The meeting came on the fourth day of an Italian tour which has taken the prince to the northern city of Vicenza for a First World War commemoration, to the earthquake hit town of Amatrice in central Italy, and to Florence, where he visited a Caritas-run project for immigrants, the elderly and single mothers.

The Duchess also spent a day in Naples meeting with trafficked women and youngsters with learning difficulties at a former Mafia villa which was confiscated by the State.

Listen to Philippa Hitchen’s report: 

A press release from the British embassy to the Holy See said that during the papal audience in the Paul VI hall the pope and the prince talked about a number of topics of mutual interest.

They also exchanged gifts: Pope Francis gave the royal couple a bronze representation of an olive branch, and copies of his three major documents, ‘Laudato Sì’, ‘Evangelii Gaudium’ and ‘Amoris Laetitia’.

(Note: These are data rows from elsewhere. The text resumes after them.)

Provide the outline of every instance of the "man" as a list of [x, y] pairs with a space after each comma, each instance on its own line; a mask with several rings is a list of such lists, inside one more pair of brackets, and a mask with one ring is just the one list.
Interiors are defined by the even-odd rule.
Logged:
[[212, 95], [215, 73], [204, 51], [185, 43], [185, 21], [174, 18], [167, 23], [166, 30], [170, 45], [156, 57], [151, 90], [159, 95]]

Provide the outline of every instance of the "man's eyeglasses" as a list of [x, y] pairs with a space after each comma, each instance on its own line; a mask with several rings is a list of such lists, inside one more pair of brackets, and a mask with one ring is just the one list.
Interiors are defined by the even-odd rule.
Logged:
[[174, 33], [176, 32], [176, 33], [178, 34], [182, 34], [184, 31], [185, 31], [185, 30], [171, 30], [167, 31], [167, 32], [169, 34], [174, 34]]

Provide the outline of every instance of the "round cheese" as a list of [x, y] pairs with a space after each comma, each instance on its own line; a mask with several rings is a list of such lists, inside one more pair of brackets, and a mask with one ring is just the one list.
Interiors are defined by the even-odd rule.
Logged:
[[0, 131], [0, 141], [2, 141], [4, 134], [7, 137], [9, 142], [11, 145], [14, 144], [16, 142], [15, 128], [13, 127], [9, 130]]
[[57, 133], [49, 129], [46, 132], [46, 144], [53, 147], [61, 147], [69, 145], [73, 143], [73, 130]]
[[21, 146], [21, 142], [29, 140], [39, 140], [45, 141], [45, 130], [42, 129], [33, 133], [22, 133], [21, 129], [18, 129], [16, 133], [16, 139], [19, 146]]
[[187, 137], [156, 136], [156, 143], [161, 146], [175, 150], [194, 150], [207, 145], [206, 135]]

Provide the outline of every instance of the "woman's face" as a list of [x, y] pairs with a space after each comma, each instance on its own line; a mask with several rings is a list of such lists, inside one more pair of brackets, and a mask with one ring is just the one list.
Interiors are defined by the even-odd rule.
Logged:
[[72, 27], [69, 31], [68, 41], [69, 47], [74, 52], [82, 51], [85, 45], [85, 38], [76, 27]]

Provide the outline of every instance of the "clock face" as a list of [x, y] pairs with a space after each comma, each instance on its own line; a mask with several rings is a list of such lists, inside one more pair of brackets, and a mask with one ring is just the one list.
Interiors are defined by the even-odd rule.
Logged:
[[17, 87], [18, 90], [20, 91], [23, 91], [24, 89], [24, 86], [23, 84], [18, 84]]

Prince Charles presented the Holy Father with a hamper of food from the royal estate at Highgrove, to be shared among the poor and homeless.

The half hour private meeting was reportedly relaxed and informal, marking the prince’s fourth visit to the Vatican but his first encounter with Pope Francis. Given their shared concern for the environment, it’s likely that protection of the planet featured prominently in the conversation.  

Accepting an award in Florence on Monday, the prince spoke of the interdependence of human beings with the natural world, as well as highlighting the vital contribution of the UK and Italy to global peacekeeping.

Interfaith dialogue may also have been a topic for discussion: among those meeting the prince earlier in the day at the Venerable English College was English Cardinal Vincent Nichols and four Muslim leaders from the UK, who will have their own papal audience on Wednesday morning.

Before leaving the Vatican Prince Charles met with Cardinal Pietro Parolin, the Holy See Secretary of State. The royal couple were also given a tour of the Vatican library and secret archives, allowing them to see some of the priceless historical documents preserved in both collections.

These included the last letter written by condemned Mary Queen of Scots in 1587, before her execution for treason; another letter by Pope Paul IV condemning Archbishop Thomas Cranmer, one of the leaders of the English Reformation; and a letter by King Charles I approving the appointment of his ambassador in Rome.